SEVERAL YEARS back, the accounting department at Gray Television was a decentralized tangle. A variety of systems, redundancies, delays, waste, errors and omissions were all part of the daily process. When Gray acquired two TV stations and other businesses from Phipps Broadcasting in 1996, Gray had a total of five TV stations, along with publishing, paging and a mobile satellite production/uplink operations. Vance Luke, who transferred from Phipps to Gray and is now the company’s vice president and controller, found five or six different ERP [enterprise resource planning] systems for general edger. Payroll was on another system, and fixed assets records were maintained on spreadsheets.

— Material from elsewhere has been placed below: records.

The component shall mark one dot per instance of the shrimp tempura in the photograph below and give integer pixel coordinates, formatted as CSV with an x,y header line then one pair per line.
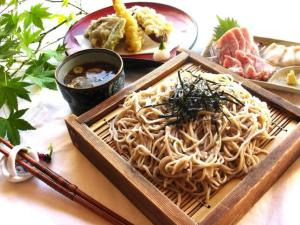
x,y
133,36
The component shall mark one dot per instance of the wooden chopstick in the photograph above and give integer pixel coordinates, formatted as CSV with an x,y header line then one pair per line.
x,y
64,187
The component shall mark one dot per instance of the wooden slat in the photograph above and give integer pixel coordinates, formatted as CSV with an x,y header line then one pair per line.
x,y
253,186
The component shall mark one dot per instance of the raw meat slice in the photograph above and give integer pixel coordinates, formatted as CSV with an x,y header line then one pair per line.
x,y
297,55
240,38
274,53
227,45
233,64
261,69
251,47
288,59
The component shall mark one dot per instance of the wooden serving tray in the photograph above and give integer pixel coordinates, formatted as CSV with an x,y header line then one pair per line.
x,y
89,133
264,41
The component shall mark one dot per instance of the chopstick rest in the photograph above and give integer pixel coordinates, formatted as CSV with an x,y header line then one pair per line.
x,y
8,165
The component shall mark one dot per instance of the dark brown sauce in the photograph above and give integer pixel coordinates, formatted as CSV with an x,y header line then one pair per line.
x,y
90,75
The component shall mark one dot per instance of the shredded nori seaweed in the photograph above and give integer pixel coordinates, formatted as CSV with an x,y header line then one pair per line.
x,y
192,96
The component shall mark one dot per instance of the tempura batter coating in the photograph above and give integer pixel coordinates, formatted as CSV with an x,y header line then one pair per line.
x,y
133,35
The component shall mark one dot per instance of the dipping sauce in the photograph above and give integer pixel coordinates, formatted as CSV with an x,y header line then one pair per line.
x,y
90,75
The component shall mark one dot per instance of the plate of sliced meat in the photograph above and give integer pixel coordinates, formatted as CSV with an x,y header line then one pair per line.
x,y
255,58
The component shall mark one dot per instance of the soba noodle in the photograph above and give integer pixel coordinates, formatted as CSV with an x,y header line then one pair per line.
x,y
193,157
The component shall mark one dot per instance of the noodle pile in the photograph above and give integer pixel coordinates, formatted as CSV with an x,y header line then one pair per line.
x,y
195,157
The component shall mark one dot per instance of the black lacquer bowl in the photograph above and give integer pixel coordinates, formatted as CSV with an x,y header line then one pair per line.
x,y
83,99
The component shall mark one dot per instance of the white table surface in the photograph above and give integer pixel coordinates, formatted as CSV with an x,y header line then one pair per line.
x,y
35,203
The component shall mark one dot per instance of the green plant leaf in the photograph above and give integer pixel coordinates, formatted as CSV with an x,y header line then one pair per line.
x,y
58,54
65,3
8,49
10,127
28,37
11,89
41,72
35,16
9,22
224,25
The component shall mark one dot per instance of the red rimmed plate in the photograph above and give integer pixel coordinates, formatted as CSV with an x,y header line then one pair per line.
x,y
182,23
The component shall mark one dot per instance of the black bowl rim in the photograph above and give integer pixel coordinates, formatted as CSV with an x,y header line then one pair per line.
x,y
87,51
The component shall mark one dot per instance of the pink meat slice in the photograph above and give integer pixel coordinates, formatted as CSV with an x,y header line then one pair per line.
x,y
254,66
227,45
233,64
264,69
251,47
240,38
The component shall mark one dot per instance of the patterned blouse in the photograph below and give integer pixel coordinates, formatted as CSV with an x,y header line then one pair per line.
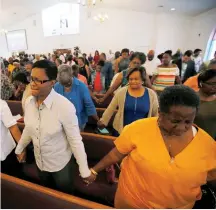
x,y
7,88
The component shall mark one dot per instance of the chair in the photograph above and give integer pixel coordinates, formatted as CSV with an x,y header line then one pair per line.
x,y
20,194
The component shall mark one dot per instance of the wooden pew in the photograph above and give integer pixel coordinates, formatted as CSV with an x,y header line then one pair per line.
x,y
20,194
106,103
15,107
92,124
96,147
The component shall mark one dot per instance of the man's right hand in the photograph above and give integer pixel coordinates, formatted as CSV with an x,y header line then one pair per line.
x,y
22,157
101,100
100,125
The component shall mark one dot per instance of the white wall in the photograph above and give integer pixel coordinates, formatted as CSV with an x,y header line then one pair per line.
x,y
134,30
201,29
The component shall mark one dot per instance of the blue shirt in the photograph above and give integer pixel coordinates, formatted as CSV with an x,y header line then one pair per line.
x,y
108,73
136,108
81,99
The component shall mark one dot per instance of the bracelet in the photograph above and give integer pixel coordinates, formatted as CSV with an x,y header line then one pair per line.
x,y
93,171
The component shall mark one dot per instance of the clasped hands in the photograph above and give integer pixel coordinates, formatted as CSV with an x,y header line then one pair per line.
x,y
89,180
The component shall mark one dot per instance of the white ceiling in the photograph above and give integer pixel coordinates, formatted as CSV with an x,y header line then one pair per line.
x,y
12,11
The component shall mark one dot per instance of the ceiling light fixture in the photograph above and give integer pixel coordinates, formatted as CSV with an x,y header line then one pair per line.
x,y
101,17
88,2
3,31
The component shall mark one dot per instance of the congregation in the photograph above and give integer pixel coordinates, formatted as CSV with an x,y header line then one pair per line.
x,y
164,121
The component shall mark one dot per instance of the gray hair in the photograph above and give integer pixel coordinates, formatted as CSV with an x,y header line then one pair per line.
x,y
65,73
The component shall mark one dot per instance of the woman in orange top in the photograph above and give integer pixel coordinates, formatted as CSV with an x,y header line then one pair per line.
x,y
167,159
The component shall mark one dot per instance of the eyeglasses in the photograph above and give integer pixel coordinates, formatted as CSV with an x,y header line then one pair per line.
x,y
37,81
210,83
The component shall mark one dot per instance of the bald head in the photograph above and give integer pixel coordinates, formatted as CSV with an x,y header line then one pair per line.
x,y
151,55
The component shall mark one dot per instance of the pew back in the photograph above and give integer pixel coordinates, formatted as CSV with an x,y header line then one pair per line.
x,y
15,107
20,194
106,103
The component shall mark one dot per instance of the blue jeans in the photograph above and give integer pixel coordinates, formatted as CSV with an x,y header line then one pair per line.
x,y
82,127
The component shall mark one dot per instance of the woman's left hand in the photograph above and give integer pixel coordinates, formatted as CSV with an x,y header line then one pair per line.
x,y
90,179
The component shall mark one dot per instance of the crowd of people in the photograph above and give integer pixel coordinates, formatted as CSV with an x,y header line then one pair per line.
x,y
165,122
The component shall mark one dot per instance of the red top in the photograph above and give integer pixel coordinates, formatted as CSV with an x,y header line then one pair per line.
x,y
96,58
97,83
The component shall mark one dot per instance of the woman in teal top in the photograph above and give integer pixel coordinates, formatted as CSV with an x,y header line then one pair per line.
x,y
76,92
137,59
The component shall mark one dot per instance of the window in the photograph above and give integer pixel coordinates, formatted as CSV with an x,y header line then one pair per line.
x,y
211,47
16,40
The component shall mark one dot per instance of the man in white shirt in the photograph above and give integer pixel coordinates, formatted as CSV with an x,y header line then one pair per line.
x,y
61,57
151,63
197,59
9,133
51,123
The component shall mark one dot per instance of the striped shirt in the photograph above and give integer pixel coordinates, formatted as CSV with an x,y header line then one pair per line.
x,y
165,77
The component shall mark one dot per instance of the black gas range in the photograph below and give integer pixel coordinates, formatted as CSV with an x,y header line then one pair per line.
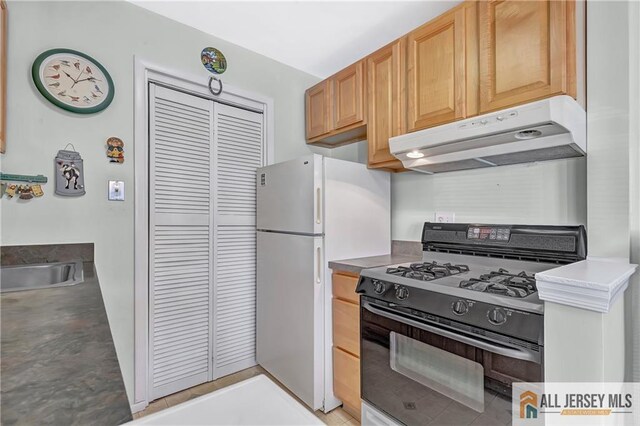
x,y
470,308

Consolidating financial information involved rekeying printed reports from the various systems into spreadsheets. It was clear that the first step needed to improve the accounting department’s efficiencies was to select and implement a solid integrated ERP system. Gray’s operations were moved to a single general ledger system, with a common chart of accounts. Luke then rewrote all the financial statements.
Later his team added other integrated modules of the ERP system for accounts payable, human resources, payroll and fixed assets.
Over the years Gray fine-tuned its focus to be a “pure play broadcast” operation by divesting all other lines of business. This single focus on TV also simplified streamlining backend systems and set the stage for centralizing many back-end accounting processes.